Sa mère souhaitait que Thésée prît le bateau. Son grand-père aussi lui dit : « Tes signes suffisent pour aller voir ton père. Inutile d’aller risquer ta vie sur la route. »
Thésée refusa.
Depuis l’enfance, il avait entendu parler des exploits d’Héraclès. Cet homme n’était pas de ceux qui fuient le danger ; il débarrassait le monde des monstres et des criminels. Thésée l’admirait, et il ne voulait pas non plus qu’on le voie, pour sa première rencontre avec son père, comme un enfant protégé, arrivé en secret par la mer.
Il dit à sa mère : « Si je suis bien le fils d’Égée, je ne dois pas craindre les hommes de la route. Si ces brigands ne s’en prennent qu’aux voyageurs sans défense, c’est justement là que je dois passer. Lorsque j’arriverai à Athènes, je veux que mon père voie non seulement ses sandales et son épée, mais aussi ce que j’aurai accompli. »

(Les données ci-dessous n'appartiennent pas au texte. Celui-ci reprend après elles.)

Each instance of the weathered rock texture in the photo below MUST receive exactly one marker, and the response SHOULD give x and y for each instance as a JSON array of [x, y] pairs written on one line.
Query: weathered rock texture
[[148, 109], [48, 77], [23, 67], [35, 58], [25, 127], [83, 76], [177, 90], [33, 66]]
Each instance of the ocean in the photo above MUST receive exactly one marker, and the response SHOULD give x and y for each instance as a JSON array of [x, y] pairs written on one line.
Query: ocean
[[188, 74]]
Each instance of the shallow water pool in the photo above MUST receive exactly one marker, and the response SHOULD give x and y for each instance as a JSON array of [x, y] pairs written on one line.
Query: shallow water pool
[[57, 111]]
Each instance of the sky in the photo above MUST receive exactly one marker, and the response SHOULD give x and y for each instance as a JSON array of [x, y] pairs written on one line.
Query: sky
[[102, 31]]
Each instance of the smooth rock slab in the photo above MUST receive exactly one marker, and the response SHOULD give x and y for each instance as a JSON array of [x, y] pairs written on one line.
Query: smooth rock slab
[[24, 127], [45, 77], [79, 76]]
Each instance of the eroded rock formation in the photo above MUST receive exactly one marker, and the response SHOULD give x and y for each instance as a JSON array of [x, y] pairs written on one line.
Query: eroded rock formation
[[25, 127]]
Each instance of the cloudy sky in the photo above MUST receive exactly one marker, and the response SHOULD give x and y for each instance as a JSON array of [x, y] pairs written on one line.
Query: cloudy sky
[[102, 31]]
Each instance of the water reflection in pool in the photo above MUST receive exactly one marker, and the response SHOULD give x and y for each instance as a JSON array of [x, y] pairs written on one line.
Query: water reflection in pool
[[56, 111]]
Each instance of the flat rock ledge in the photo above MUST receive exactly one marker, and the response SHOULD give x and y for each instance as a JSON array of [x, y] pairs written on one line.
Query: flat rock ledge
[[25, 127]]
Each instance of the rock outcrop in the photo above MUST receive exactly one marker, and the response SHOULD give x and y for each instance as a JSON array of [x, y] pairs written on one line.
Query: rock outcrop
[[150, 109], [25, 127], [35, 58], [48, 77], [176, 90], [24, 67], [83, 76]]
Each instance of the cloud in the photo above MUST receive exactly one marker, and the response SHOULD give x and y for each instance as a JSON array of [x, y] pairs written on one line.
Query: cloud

Éthra l’écouta, les yeux pleins de larmes, mais elle ne tenta plus de le retenir. Elle savait que, lorsqu’il avait pris sa décision, cet enfant ne revenait guère en arrière. Elle l’aida à ajuster sa ceinture, fixa l’épée à son côté, et lui recommanda de ne révéler à personne sa naissance avant d’être arrivé à Athènes. Pittheus aussi lui fit préparer ses affaires : on lui donna des provisions sèches, un manteau et tout ce qui pouvait servir pour la route.
À l’aube, Trézène était encore couverte d’une brume légère. On entendait les rames au bord de la mer, tandis que la route des terres s’ouvrait vers les collines et les bois. Thésée ne se dirigea pas vers le port. Il prit son sac, porta l’épée de son père, chaussa les sandales laissées par lui, et s’engagea sur le chemin de la terre.
Éthra resta derrière lui à le regarder partir. Le jeune homme s’arrêta bien peu de fois ; une seule, au carrefour, il se retourna pour saluer sa mère et son grand-père, puis il continua sa route.
Ce jour-là, l’enfant de Trézène s’élança vers Athènes. Le secret caché sous la pierre était désormais levé, et Thésée devait, par ses propres pas, faire reconnaître par son père l’homme qu’il était devenu, tout en inscrivant son nom dans la mémoire de cette route dangereuse.